PonoPlayer/Pono Music (2015)

Perhaps Pono was ahead of its time. The goal of the player and the Pono Music store was to make lossless high-quality music available digitally to the masses. It was heavily backed by musician Neil Young, who hates the quality of lossy MP3 files that dominated music before streaming services like Spotify took hold. Young helped launch Pono via a successful Kickstarter campaign in March 2014, raking in $6.2 million to make the bright yellow, triangular-shaped player, even though the goal had only been $800,000.

It didn’t matter. Once the device went on sale in early 2015 for $399, the masses turned their back. It didn’t help that Tidal launched around the same time with a similar message—music quality should be better—without the expensive hardware. Pono shut down, out of money, by 2016.

Since then, other services, like Amazon Music and Apple Music, have taken up the mantle of high fidelity tunes for streaming. That was a move even Young himself appreciated, saying that because Amazon did it, that “Earth will be changed forever when Amazon introduces high-quality streaming to the masses…This will be the biggest thing to happen in music since the introduction of digital audio 40 years ago.” No one said that about Pono.

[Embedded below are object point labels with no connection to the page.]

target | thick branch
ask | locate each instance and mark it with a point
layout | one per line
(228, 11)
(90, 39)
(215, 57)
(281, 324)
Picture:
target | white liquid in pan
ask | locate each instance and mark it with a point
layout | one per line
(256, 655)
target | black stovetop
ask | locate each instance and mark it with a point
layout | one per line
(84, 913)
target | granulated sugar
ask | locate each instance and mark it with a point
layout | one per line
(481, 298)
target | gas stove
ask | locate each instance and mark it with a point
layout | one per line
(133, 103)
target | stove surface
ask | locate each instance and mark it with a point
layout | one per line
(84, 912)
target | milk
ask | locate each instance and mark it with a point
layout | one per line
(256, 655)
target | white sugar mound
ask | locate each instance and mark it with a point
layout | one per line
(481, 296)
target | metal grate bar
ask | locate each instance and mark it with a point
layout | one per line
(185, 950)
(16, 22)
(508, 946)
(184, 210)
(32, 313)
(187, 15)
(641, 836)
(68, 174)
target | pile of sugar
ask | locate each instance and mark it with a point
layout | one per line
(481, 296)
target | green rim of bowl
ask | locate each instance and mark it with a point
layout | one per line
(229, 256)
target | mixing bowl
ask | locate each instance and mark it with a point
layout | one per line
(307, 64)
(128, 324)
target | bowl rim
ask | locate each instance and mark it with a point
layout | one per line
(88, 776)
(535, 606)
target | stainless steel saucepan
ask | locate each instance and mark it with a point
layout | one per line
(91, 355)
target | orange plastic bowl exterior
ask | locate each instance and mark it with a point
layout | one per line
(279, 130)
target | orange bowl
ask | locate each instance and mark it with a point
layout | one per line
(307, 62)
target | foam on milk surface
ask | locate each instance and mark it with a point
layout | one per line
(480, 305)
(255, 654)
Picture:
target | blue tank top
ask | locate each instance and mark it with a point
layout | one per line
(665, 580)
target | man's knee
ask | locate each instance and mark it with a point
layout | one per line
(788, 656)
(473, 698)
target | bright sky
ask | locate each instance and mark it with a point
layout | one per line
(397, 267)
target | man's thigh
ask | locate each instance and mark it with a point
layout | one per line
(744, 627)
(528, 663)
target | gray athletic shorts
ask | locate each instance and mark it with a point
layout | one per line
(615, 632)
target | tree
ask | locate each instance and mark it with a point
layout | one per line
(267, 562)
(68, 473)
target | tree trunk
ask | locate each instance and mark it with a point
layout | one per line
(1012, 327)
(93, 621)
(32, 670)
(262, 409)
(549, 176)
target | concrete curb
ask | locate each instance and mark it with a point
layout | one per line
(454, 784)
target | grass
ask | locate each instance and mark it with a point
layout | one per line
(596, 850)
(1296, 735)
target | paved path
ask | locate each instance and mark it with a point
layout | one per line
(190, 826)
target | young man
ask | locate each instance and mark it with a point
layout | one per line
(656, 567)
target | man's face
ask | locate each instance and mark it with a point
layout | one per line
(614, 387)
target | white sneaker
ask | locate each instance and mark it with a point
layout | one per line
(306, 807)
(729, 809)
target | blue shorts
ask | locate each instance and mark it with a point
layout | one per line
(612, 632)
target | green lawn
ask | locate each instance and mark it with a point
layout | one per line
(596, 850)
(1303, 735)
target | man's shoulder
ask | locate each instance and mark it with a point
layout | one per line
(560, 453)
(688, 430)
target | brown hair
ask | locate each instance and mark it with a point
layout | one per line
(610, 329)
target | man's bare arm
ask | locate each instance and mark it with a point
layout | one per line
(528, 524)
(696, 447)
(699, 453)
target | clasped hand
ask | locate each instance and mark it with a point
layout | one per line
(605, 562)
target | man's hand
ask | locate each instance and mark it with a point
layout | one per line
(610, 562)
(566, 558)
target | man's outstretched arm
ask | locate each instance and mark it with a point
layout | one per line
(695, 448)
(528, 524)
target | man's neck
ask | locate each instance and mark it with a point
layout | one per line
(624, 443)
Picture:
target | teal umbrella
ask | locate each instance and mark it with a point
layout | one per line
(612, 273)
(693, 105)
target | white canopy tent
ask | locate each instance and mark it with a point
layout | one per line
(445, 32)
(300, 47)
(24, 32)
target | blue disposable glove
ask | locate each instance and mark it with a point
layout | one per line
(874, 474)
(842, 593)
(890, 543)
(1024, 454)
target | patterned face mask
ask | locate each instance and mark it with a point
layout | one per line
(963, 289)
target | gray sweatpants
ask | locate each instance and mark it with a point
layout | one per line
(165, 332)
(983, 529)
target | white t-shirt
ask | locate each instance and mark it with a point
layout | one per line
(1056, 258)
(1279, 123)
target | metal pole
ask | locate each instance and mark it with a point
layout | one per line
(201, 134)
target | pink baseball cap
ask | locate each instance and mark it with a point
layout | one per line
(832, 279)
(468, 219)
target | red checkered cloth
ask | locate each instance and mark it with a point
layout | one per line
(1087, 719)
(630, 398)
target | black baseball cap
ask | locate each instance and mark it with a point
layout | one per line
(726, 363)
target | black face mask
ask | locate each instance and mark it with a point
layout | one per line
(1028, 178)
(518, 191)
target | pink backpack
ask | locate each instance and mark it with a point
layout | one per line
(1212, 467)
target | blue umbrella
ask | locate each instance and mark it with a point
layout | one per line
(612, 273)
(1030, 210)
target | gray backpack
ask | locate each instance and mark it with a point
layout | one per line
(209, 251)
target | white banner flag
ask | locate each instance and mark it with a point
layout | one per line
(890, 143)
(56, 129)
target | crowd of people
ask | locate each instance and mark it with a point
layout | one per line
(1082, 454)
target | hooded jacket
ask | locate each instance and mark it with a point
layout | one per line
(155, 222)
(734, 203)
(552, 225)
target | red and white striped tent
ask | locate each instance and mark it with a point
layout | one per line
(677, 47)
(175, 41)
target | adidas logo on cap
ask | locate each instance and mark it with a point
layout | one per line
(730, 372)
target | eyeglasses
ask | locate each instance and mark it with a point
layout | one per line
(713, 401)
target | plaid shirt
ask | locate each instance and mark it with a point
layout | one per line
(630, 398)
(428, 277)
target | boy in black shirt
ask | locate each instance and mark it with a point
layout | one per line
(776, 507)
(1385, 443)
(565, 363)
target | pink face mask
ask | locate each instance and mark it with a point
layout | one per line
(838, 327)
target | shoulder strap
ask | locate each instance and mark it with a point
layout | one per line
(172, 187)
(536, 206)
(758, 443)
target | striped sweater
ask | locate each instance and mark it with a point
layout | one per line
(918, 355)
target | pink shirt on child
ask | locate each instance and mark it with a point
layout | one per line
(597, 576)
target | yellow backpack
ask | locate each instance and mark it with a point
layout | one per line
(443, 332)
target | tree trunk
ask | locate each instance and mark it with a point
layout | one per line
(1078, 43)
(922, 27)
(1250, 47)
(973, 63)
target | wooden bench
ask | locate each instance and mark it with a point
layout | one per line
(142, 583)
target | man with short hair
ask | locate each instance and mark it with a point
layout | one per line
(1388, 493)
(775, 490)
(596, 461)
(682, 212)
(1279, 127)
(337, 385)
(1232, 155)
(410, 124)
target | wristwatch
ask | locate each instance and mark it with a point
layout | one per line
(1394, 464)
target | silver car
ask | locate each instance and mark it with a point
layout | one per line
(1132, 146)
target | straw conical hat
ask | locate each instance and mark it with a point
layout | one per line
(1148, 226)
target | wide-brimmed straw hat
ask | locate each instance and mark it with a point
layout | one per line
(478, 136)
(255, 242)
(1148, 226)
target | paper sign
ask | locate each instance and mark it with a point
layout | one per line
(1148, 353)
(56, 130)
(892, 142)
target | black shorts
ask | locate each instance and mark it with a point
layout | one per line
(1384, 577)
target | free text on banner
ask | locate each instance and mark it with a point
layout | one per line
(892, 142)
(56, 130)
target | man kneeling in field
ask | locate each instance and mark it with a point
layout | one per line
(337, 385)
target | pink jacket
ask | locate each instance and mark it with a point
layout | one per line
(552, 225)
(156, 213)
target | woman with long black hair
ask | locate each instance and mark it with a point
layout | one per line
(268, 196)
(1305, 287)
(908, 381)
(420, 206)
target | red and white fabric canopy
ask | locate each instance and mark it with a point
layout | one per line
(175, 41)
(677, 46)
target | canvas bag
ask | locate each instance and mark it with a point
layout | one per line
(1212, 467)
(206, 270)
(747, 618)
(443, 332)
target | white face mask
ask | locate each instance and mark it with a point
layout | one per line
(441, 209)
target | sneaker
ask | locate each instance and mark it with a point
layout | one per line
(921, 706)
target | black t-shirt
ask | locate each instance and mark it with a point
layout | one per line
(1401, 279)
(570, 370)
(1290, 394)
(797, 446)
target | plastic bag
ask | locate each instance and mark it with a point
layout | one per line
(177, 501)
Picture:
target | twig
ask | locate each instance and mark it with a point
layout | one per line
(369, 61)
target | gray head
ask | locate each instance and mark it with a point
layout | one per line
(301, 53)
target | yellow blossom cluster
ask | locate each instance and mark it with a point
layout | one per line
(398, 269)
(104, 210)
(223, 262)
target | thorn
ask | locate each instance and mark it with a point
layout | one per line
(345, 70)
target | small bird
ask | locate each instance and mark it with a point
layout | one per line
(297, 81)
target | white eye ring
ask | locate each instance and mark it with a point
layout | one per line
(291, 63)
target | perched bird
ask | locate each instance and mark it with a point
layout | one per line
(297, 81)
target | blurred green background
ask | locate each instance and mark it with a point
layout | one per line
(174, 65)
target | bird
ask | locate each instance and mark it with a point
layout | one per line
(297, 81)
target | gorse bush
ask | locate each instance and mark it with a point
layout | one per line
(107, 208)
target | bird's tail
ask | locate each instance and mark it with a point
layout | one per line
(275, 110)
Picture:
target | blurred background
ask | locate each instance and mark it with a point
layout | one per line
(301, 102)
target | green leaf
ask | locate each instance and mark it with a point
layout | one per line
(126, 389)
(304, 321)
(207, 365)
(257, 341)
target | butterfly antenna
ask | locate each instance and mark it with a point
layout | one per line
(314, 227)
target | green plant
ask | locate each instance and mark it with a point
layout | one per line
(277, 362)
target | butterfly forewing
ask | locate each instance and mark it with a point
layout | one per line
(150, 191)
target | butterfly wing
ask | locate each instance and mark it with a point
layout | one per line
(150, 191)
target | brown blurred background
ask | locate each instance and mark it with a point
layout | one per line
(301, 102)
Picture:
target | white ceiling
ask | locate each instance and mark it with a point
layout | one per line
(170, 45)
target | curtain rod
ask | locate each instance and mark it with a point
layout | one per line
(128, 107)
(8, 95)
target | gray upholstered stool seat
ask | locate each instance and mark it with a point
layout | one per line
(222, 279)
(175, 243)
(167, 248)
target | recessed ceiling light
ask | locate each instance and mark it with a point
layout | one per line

Samsung Galaxy Note 7 (2016)

“Exploding” and “on fire” are terms you may see in marketing about hot products, but in the case of the Galaxy Note 7, they were used literally. Because the Note 7 phablet was popular and well-liked (we called it “one of the best smartphones on the market” in our August 2016 preview), and it caught fire enough that the company had to issue a recall. Twice. The blame went to the batteries being faulty. Or maybe it was a bad design. It didn’t really matter. The damage was done. Samsung fixed it all in time to put out a limited edition Note 7 in Korea only, in 2017, so it could use up all those left-over parts. Everyone else waited for the Note 8.

Magic Leap (2018)

The fall of Magic Leap seems to be ongoing. It came to life in 2010 and dazzled people in secret for almost a decade, even securing $500 million in funding from Google at one point. The goal was to make some kind of astonishing augmented reality gear, but the result was less than stellar. That’s not because of the product itself—though when it finally came out to a select few in 2018 it was only for the earliest of adopters, with a ridiculous price of $2,295. It’s more because even after a general release in 2019 that only sold 6,000 units, the company and the product haven’t had much direction. It has been supplanted by Microsoft HoloLens for AR, and utterly eclipsed by Oculus over on the VR side, assuming it planned to, uh, magically leap over there. It barely staved off a massive workforce layoff of half its workforce during the early days of the pandemic. We’ll see if Magic Leap can bounce back from the bad start. The Magic Leap 2 did get a reveal in October 2021 on CNBC, but who knows if it’ll make it. It would be nice to have some other glasses out there.

RED Hydrogen (2018)

RED makes some fantastic digital video cameras—the kind used by Hollywood for top films. The company founder decided to bring that tech to phones in an overly hyped product called RED Hydrogen. And everything that could go wrong, did. Because it went for a focus on 3D, it didn’t really make that great a camera in the phone, a device that was already huge, heavy, and expensive ($1,295) compared with the substantial competition at the time. And the glasses-free 3D wasn’t even that good. The phone died not long after in 2019 as the RED company founder retired, but it lived long enough to be used in a Marvel TV show as the “ evil phone,” which seems fitting.